Additionally, you must desire to get better, because the therapist cannot do it alone. And that’s where I am today—I desire to get better. I crave having a life that is free of flashbacks, a life that is almost exempt of panic attacks. I want to lessen the distress connected with the trauma of the night Knox died. Furthermore, I definitely don’t want to have that level of anxiety forever. I know I need help and I am willing to admit that. So, upon the suggestion of a dear friend I began a different type of therapy called EMDR (Eye Movement Desensitization and Reprocessing) that will supplement my existing grief counseling sessions.

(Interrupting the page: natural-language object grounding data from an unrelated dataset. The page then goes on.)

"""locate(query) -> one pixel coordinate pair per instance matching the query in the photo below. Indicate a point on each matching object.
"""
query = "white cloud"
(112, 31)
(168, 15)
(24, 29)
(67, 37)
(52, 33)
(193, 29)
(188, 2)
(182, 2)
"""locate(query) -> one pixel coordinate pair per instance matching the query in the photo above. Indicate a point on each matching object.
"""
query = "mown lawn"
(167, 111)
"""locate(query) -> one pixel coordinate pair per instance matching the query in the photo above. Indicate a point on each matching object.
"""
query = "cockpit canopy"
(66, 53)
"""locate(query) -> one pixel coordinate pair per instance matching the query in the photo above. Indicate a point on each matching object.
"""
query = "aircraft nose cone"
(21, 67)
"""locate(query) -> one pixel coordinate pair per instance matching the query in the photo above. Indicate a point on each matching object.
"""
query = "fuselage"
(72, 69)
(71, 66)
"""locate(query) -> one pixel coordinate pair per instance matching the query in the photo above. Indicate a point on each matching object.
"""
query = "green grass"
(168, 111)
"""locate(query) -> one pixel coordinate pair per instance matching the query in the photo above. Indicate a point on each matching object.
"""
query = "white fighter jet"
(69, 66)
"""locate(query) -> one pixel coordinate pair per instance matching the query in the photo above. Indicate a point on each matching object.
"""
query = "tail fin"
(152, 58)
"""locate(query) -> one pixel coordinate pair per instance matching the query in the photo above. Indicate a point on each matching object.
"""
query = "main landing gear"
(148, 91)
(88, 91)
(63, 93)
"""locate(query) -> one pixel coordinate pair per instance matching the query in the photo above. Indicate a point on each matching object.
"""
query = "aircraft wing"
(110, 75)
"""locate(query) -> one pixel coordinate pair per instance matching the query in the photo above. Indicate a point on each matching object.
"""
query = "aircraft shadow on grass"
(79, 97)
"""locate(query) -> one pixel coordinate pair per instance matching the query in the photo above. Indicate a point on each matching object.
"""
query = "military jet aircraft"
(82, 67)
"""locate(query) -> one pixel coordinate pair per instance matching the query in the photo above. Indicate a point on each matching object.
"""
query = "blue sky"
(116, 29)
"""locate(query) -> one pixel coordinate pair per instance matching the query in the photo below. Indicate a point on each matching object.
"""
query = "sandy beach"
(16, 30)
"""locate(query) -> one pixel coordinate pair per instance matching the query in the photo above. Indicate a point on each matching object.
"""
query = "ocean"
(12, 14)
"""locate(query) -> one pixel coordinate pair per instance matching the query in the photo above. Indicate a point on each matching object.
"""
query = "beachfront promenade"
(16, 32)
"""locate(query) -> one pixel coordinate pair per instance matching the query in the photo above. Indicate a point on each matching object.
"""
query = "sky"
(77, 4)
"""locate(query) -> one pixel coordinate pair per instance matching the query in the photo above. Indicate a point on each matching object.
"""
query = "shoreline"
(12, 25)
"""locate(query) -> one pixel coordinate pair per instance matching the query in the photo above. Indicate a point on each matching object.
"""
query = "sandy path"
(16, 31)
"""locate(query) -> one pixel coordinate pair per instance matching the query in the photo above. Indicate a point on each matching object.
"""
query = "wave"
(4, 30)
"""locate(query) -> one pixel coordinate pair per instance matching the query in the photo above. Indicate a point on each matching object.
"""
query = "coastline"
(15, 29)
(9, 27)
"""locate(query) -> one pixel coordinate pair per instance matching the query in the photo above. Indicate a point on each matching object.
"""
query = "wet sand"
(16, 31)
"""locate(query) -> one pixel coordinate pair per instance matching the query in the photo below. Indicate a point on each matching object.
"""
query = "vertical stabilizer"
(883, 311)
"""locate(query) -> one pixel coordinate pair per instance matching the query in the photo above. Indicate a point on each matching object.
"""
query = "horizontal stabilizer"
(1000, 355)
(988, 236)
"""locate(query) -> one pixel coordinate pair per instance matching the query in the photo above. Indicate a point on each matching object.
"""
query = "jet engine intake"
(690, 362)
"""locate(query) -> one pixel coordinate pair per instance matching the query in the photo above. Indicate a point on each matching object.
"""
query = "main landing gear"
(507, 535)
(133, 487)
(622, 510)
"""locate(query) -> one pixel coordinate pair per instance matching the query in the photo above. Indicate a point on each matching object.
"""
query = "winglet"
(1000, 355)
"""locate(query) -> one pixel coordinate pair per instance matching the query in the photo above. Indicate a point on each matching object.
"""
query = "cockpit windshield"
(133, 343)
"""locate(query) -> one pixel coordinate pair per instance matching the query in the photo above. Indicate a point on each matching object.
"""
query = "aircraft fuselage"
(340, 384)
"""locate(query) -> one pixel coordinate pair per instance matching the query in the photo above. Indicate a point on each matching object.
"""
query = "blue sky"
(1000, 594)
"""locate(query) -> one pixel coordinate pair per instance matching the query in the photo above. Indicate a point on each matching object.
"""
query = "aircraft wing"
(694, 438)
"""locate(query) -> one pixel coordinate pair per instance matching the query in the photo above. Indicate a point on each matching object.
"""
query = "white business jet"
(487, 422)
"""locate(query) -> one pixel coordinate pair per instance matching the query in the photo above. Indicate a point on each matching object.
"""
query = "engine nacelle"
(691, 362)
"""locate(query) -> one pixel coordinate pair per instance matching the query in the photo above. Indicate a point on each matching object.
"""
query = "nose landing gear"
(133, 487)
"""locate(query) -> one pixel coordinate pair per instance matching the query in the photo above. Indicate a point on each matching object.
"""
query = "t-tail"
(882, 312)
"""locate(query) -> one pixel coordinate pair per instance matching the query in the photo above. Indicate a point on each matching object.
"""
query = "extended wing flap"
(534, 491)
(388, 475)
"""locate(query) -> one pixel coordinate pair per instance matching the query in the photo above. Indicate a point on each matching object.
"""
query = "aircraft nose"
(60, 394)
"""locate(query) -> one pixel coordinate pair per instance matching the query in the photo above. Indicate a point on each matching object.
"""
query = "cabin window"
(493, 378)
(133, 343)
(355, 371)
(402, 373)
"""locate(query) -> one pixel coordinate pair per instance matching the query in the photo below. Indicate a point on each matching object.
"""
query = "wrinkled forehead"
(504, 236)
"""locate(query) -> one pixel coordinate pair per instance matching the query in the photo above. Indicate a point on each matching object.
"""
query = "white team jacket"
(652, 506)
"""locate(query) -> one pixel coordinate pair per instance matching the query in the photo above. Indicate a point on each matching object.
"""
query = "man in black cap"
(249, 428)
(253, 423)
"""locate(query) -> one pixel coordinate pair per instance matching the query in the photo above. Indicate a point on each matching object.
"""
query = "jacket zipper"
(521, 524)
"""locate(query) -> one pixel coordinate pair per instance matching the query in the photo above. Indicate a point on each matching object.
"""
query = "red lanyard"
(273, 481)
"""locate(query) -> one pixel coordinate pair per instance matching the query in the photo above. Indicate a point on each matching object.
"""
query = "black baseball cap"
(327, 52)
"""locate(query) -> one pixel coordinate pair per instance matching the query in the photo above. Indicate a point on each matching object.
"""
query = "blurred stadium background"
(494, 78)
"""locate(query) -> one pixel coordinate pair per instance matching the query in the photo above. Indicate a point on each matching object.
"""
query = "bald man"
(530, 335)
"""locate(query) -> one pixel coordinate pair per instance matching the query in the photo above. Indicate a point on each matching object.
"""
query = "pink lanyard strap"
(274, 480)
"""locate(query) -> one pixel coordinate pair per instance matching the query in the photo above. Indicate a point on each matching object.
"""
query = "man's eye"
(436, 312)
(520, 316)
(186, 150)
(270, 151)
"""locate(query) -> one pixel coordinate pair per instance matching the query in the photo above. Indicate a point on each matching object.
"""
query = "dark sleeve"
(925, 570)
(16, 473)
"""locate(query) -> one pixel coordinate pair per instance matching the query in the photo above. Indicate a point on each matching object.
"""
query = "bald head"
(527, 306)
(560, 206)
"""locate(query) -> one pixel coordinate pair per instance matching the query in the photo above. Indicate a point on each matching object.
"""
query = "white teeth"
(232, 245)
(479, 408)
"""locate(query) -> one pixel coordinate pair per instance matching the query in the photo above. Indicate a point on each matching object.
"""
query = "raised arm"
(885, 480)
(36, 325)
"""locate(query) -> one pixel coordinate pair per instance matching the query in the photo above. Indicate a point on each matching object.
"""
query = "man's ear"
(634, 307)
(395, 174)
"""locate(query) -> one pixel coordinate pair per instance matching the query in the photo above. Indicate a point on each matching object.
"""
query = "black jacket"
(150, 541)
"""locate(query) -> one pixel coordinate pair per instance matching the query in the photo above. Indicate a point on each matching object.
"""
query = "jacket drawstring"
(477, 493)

EMDR is highly recommended as an effective form of therapy for the treatment of trauma. Essentially, this therapy rewires the brain to not feel distress when exposed to triggers related to the actual trauma. With the upcoming c-section of my baby girl, I want to do everything I can to minimize the stress of that day. I am terrified of being in that operating room again and I don’t know how I will react, possibly even reliving that traumatic night Knox died. EMDR should alleviate most of the distress I associate with the operating room and will even help me to feel calm and relaxed. I have already completed one session of this therapy and I believe it will truly help me. And I continually pray that this therapy not only allows me to make it through my scheduled c-section, but also that I will reap it’s benefits for the rest of my life.